The dynamics of futures trading render it unwise to distinguish between an account that currently is portfolio margined and one that was at one time or is intended to be so in the future. Indeed, Subchapter IV of the Bankruptcy Code includes as customers entities with certain claims arising out of property that is not currently margining a commodity contract. Specifically, Section 761(9)(A)(ii) provides that an entity can qualify as a “customer” based on claims arising out of any of the following: (I) The “liquidation, or change in the value of a commodity contract;” (II) a deposit of property “for the purpose of making or margining * * * a commodity contract;” or (III) “the making or taking of delivery of a commodity contract.” Accordingly, there is no requirement that the customer's assets be margining commodity contracts on the day that the bankruptcy petition is filed. Therefore, all assets contained in such an account are properly included within the customer's net equity.

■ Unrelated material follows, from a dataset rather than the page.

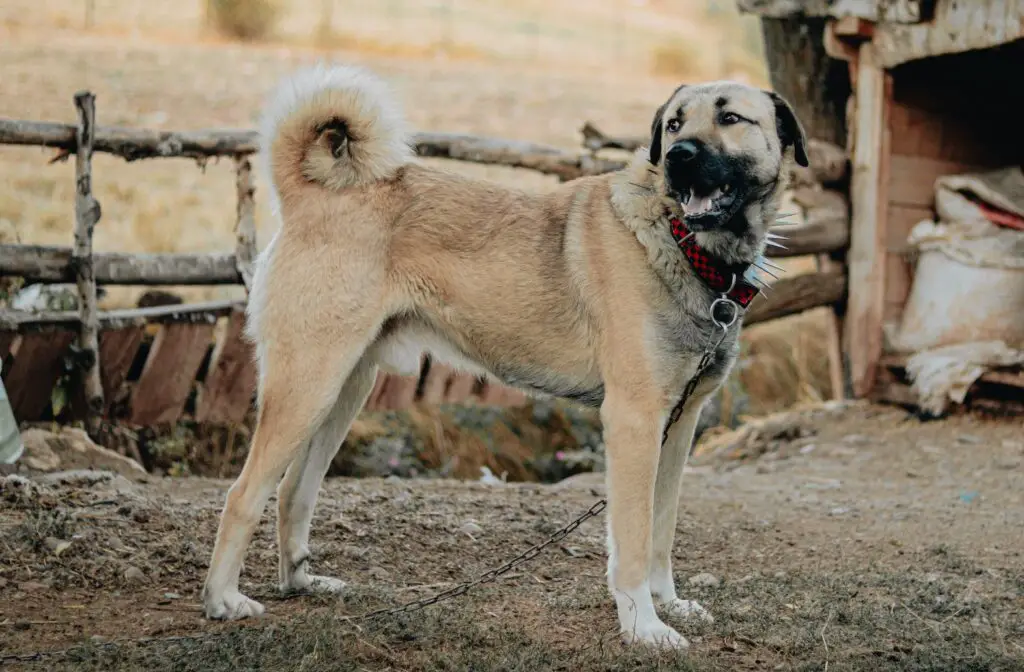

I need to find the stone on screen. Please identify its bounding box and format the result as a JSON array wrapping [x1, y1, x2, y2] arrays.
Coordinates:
[[686, 572, 721, 588]]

Part 190 of the Commission's Regulations divides accounts into several classes, specifically: Futures accounts, foreign futures accounts, leverage accounts, commodity option accounts, and delivery accounts. 12
In October 2004, the Commission issued an interpretation regarding the appropriate account class for funds attributable to contracts traded on non-domestic boards of trade, and the assets margining such contracts, that are included in accounts segregated in accordance with Section 4d of the Act pursuant to Commission Order. 13
In that context, the Commission concluded that the claim is properly against the Section 4d account class because customers whose assets are deposited in such an account pursuant to Commission Order should benefit from that pool of assets. The same rationale supports the Commission's conclusion that a claim arising out of a cleared-only contract, or the property margining such a contract, would be includable in the futures account class where, pursuant to Commission Order, the contract or property is included in an account segregated in accordance with Section 4d of the Act.
Issued in Washington, DC, on September 26, 2008, by the Commodity Futures Trading Commission.

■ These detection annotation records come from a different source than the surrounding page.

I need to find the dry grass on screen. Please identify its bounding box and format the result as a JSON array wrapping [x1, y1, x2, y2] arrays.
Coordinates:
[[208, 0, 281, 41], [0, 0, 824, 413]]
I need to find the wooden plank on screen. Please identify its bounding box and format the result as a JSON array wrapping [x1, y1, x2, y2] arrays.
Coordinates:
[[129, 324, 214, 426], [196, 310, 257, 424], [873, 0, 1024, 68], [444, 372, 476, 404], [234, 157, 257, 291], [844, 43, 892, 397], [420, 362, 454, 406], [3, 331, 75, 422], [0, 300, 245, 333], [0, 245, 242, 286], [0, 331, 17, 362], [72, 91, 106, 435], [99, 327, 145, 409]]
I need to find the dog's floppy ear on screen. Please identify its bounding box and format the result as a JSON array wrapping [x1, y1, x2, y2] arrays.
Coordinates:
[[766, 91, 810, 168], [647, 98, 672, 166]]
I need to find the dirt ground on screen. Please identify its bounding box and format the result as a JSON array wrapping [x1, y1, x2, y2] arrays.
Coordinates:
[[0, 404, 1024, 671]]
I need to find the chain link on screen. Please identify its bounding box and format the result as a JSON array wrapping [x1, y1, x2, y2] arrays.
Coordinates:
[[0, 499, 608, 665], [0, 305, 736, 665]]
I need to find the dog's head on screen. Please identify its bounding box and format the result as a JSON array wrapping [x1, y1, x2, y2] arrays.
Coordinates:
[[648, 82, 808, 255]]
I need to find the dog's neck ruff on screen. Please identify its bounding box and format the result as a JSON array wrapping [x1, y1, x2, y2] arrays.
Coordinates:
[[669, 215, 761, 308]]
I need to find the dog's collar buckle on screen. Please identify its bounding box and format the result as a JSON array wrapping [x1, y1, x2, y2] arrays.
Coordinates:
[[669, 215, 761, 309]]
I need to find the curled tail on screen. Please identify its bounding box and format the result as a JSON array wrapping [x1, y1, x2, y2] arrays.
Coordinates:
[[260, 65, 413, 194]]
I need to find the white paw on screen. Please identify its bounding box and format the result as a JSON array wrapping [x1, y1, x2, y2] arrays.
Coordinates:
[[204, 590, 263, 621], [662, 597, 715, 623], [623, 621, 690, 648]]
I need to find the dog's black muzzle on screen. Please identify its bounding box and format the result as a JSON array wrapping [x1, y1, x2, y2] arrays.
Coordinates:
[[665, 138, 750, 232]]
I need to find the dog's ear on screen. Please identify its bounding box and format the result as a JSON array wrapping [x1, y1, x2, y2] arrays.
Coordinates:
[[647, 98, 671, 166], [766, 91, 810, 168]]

Secretary of the Commission.
Concurrence of Commission Michael V. Dunn CBOT Request for an Order Under Section 4d of the Commodity Exchange Act Related to the Clearing of OTC Ethanol Products
I concur with granting 4d relief to the Chicago Board of Trade (CBOT) related to the clearing of OTC ethanol products while reserving judgment as to whether the Commission in the future should revisit the determination as to whether ethanol should be considered an agricultural commodity.
Ethanol markets clearly impact agricultural markets as we all realize. Even though I recognize that arguments can be made that ethanol is an energy commodity because it is primarily used as a source of energy, I don't think that should necessarily be the deciding factor.
Ethanol is clearly an important part of our agricultural economy. At some point, I think we may need to reconsider carefully whether ethanol should be considered an agricultural commodity so that it would be subject to the highest level of Commission jurisdiction rather than the lesser jurisdiction that attends energy commodities.
Despite this, I believe the order should be approved because the conditions attending the 4d order will bring greater transparency and accountability to the CBOT's ethanol swaps market than currently exist.